Variable	Description
User_ID	unique ID of the customer
Description	description of the review posted
Browser_Used	browser used to post the review
Device_Used	device used to post the review
Is_Response	target variable

We are interested only in 2 columns. ‘Description’ which contains hotel reviews given by different users and ‘Is_Response’ which keeps the record of ‘happy’ or ‘not_happy’. So, in essence, this is simply a 2-class sentiment analysis problem.

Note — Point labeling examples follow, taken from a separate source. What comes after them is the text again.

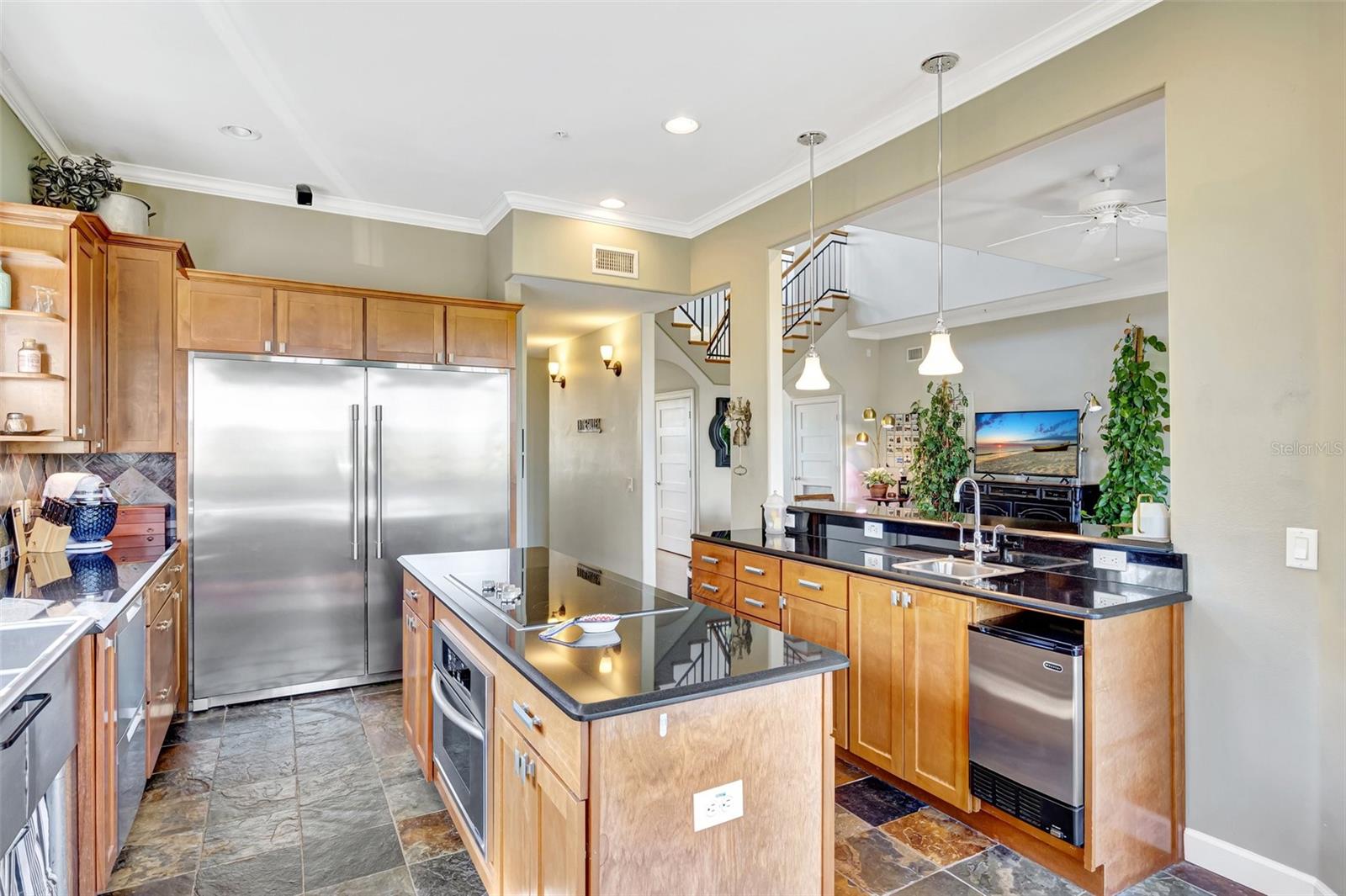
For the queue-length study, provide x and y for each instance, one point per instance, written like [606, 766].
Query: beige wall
[594, 516]
[1255, 202]
[302, 244]
[562, 248]
[17, 151]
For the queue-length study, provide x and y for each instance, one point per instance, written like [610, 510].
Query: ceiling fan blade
[1069, 224]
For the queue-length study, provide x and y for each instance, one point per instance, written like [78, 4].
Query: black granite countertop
[1058, 590]
[58, 586]
[1092, 533]
[665, 650]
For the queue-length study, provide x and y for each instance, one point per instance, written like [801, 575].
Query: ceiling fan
[1103, 211]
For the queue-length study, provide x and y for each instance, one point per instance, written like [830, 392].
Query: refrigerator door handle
[379, 482]
[354, 482]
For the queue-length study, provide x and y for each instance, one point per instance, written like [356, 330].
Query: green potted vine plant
[1134, 431]
[878, 480]
[940, 456]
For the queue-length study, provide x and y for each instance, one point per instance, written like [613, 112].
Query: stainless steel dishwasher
[1026, 720]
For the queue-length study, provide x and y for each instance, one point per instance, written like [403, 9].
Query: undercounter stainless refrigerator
[307, 480]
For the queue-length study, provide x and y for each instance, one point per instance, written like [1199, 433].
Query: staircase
[707, 316]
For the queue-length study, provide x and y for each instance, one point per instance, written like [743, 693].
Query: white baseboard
[1248, 868]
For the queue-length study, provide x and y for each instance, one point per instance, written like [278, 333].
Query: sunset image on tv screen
[1031, 443]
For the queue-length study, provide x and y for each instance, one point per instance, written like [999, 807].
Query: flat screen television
[1027, 443]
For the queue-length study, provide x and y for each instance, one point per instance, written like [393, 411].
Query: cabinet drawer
[416, 596]
[711, 588]
[758, 570]
[717, 559]
[560, 740]
[816, 583]
[760, 603]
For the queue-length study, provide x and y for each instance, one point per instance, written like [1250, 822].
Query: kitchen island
[686, 751]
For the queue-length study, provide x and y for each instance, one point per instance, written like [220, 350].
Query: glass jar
[30, 357]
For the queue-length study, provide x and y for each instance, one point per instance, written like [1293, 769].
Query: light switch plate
[1115, 560]
[1302, 548]
[718, 805]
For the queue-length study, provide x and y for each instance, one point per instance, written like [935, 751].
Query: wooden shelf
[33, 256]
[30, 315]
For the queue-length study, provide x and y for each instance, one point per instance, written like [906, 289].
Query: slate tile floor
[314, 794]
[888, 841]
[320, 794]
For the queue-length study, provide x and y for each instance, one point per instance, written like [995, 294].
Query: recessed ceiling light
[240, 132]
[681, 125]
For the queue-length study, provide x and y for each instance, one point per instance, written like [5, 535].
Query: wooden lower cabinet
[827, 627]
[416, 684]
[542, 824]
[877, 673]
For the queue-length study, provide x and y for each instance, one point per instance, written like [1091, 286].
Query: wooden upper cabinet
[226, 316]
[877, 673]
[935, 664]
[404, 330]
[140, 332]
[481, 337]
[314, 325]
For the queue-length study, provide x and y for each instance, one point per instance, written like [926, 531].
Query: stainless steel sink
[956, 568]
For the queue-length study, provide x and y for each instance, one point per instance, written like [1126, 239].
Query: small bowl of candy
[598, 623]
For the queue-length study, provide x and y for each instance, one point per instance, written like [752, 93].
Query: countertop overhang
[1049, 591]
[649, 667]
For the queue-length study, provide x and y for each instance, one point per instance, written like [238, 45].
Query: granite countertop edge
[1162, 599]
[829, 660]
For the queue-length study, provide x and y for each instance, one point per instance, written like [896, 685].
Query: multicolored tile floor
[321, 794]
[888, 841]
[307, 795]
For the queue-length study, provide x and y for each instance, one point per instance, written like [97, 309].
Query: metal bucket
[125, 213]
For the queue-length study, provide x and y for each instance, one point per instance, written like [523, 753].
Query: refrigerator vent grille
[617, 262]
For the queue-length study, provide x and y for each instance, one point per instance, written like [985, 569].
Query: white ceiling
[1009, 198]
[442, 114]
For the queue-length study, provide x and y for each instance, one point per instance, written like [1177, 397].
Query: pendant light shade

The steps we are going to follow in this blog-post are as follows:

1. Prepare data
2. Feature Extraction.
3. Build the Model.
4. Train the Model.
5. Checking Performance.

1. Prepare Data

Training data is provided in .csv format which can be ingested easily with pandas as shown in the code below. ‘Is_Response’ field of data carries strings, i.e. ‘happy’ and ‘not_happy’, which needs to be encoded in integer format, i.e. 0 and 1. Here, it is done by LabelEncoder class of scikit-learn library. The function returns list of a hotel reviews and their respective happiness labels.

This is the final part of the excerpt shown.